Die drei auf Henderson lebenden Männer (Seth Weeks, William Wright und Thomas Chapple) wurden am 5. April von der Surrey gerettet. Von den 21 Mann überlebten 8 (Kapitän George Pollard, Obermaat Owen Chase, Benjamin Lawrence und Thomas Chapple (Steuerleute der Fangboote), die Matrosen Charles Ramsdell, Seth Weeks, William Wright, der Kabinenjunge Thomas Nickerson ), 7 wurden verzehrt, 3 starben und wurden auf See bestattet, 3 blieben verschollen.
Während ihrer gesamten Reise in den kleinen Walfängerbooten legte die Mannschaft eine Strecke von 3 500 Seemeilen zurück.
Literarisches Nachleben
Der Obermaat des Schiffes Owen Chase verfasste und veröffentlichte bereits im Spätherbst 1821 ein Buch zu den Vorfällen (Narrative of the Most Extraordinary and Distressing Shipwreck of the Whale-Ship Essex, of Nantucket).
Der Walfänger Acushnet, auf dem der Autor Herman Melville 1841 angeheuert hatte, traf nach zehnmonatiger Fahrt kurz südlich des Äquators im Pazifischen Ozean auf das Walfangschiff Lima.

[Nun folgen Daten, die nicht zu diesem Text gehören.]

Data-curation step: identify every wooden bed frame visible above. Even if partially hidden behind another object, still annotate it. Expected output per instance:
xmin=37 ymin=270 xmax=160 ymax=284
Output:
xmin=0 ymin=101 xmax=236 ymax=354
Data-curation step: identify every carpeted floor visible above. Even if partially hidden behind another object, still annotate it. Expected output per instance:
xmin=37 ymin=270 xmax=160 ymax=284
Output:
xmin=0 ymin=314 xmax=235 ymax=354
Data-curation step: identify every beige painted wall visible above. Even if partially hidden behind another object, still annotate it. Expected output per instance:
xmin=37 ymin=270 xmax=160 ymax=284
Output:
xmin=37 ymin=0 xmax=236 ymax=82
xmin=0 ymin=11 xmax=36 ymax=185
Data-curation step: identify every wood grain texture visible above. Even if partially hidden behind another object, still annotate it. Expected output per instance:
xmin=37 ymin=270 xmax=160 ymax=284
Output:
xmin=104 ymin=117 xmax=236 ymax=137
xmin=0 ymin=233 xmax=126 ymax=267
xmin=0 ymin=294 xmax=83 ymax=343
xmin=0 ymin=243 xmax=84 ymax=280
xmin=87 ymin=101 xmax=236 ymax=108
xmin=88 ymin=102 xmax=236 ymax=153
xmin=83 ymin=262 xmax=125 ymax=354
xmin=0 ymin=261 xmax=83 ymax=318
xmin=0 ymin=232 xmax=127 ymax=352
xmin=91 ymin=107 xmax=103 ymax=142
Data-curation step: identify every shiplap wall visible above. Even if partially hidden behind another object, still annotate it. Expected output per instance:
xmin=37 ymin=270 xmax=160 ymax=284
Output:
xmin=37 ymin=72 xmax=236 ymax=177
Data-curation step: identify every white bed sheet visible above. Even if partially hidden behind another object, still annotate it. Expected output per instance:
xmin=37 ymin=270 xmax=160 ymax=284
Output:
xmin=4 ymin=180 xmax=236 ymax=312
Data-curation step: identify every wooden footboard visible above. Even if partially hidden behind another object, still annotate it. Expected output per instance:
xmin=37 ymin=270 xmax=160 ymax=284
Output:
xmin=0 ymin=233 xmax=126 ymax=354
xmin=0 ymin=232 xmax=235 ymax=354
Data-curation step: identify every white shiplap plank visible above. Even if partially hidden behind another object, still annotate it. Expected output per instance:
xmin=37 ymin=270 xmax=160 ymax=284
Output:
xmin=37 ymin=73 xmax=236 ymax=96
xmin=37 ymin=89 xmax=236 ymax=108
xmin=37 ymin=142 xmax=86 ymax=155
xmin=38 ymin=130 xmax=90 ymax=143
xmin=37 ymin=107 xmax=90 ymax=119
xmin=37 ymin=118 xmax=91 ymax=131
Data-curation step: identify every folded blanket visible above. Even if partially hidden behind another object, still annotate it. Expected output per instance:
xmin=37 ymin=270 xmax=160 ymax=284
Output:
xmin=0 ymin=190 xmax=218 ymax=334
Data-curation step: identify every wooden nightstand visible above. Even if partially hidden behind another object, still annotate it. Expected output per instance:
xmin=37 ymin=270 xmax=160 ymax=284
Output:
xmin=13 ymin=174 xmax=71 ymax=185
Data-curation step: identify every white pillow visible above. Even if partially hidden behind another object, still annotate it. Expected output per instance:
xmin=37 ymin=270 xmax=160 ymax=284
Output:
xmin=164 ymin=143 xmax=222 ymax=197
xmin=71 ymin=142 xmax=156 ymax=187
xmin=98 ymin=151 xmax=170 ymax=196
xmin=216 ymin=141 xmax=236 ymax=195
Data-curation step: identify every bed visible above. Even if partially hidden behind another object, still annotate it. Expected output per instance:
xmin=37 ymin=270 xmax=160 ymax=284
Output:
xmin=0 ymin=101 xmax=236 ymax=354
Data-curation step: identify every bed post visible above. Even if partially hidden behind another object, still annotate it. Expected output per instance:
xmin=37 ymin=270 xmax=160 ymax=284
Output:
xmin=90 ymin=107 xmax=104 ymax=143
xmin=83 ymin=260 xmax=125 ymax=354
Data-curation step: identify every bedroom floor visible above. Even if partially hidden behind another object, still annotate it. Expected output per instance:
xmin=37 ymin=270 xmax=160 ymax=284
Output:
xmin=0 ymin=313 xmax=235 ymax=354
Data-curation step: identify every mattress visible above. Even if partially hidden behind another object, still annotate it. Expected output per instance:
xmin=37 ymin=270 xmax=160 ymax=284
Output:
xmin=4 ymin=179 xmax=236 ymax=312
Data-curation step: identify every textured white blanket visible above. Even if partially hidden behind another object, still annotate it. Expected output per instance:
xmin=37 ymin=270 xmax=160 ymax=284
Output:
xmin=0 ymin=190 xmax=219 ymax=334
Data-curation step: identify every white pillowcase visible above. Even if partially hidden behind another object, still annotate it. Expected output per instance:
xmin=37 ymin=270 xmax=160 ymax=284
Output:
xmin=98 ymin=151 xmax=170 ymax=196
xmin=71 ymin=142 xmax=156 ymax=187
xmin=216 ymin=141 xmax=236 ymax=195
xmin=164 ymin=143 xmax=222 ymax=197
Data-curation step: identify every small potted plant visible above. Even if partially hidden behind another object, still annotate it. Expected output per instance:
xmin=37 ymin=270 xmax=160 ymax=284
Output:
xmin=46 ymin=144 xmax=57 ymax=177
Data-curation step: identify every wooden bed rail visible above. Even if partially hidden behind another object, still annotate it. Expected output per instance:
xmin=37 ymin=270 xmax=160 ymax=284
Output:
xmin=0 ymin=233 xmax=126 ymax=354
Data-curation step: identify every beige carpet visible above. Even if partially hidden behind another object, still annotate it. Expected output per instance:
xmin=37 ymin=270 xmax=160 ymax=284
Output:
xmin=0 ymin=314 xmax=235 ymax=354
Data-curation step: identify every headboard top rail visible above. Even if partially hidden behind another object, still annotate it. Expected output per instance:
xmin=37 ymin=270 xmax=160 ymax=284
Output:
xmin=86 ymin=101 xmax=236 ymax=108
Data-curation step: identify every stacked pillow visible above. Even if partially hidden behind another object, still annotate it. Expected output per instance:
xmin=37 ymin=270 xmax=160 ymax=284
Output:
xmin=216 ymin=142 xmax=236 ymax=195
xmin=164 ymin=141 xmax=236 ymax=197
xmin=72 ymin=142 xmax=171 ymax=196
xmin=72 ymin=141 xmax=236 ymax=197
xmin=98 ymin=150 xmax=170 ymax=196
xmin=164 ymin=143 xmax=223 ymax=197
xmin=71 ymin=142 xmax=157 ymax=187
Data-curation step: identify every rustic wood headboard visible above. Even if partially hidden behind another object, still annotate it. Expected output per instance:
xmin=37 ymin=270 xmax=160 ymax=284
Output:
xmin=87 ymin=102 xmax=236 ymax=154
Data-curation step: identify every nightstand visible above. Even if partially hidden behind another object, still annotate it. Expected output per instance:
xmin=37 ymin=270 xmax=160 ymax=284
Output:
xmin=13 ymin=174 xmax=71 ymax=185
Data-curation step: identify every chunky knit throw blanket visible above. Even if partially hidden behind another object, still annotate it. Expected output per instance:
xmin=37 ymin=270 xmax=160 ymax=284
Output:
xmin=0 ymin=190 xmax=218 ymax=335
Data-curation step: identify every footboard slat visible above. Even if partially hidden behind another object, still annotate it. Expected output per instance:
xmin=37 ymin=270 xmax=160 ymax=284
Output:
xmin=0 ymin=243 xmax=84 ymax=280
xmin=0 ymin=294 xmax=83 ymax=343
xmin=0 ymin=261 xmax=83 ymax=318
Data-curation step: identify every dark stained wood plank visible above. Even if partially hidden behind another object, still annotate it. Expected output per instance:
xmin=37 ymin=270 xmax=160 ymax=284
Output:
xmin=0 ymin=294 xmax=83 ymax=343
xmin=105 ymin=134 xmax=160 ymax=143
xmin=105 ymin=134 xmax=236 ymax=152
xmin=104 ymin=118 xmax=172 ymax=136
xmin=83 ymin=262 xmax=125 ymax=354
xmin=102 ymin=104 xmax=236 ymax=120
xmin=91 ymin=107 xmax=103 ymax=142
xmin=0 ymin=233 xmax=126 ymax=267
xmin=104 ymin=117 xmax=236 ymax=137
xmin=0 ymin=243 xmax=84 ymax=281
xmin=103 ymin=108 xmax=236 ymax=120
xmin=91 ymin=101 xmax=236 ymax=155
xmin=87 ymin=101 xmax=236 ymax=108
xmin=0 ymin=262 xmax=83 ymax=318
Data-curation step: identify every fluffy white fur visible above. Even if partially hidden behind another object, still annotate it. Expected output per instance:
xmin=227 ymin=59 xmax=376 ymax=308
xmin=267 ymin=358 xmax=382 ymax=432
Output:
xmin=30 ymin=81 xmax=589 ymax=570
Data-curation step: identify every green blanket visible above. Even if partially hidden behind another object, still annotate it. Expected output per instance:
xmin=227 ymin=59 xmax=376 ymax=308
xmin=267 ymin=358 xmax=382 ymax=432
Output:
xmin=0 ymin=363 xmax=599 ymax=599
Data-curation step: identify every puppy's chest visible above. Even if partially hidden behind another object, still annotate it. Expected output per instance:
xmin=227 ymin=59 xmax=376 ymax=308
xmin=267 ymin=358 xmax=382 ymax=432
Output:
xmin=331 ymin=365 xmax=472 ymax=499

An Bord der Lima befand sich William Chase, der damals sechzehnjährige Sohn Owen Chase’. Dieser erzählte Melville vom Untergang der Essex und lieh ihm das Buch seines Vaters aus. Der Untergang der Essex wurde so zum Vorbild von Melvilles Roman Moby Dick.
Literatur
Primärquellen
- Owen Chase: Narrative of the Most Extraordinary and Distressing Shipwreck of the Whale-Ship Essex, of Nantucket; Which Was Attacked and Finally Destroyed by a Large Spermaceti-Whale, in the Pazific Ocean; with an Account of the Unparalleled Sufferings of the Captain and Crew during a Space of Ninety-Three Days at Sea, in Open Boats; in the Years 1819 & 1820. New York 1824; Nachdruck: Harcourt Brace & Co., San Diego 1999, ISBN 0-15-600689-8.
- Owen Chase: Der Untergang der Essex. Piper, Zürich 2002, ISBN 3-492-23514-X.
- Thomas Nickerson: The Loss of the Ship »Essex« Sunk by a Whale and the Ordeal of the Crew in Open Boats. The Nantucket (Massachusetts) Historical Society, Penguin Books, New York 1984, ISBN 0-14043796-7.
- James Erskine Calder (1808-1882): zeitgenössischer Artikel in der tasmanischen Zeitung The Mercury vom 7. Juni 1873, Hobart, Tasmanien.
Sekundärliteratur
- Nathaniel Philbrick: In The Heart of the Sea : The Tragedy of the Whaleship Essex. Viking Penguin, New York 2000, ISBN 0-670891576.
- Nathaniel Philbrick: Im Herzen der See. Die letzte Fahrt des Walfängers Essex. Karl Blessing Verlag, München 2000, ISBN 3-89667-093-X.
- Alan John Villiers: Vanished Fleets - Sea Stories From Old Van Dieman's Land. Garden City Publishing Co., New York 1931; Charles Scribner's Sons (Nachdruck), New York 1975, ISBN 0-684-14112-4.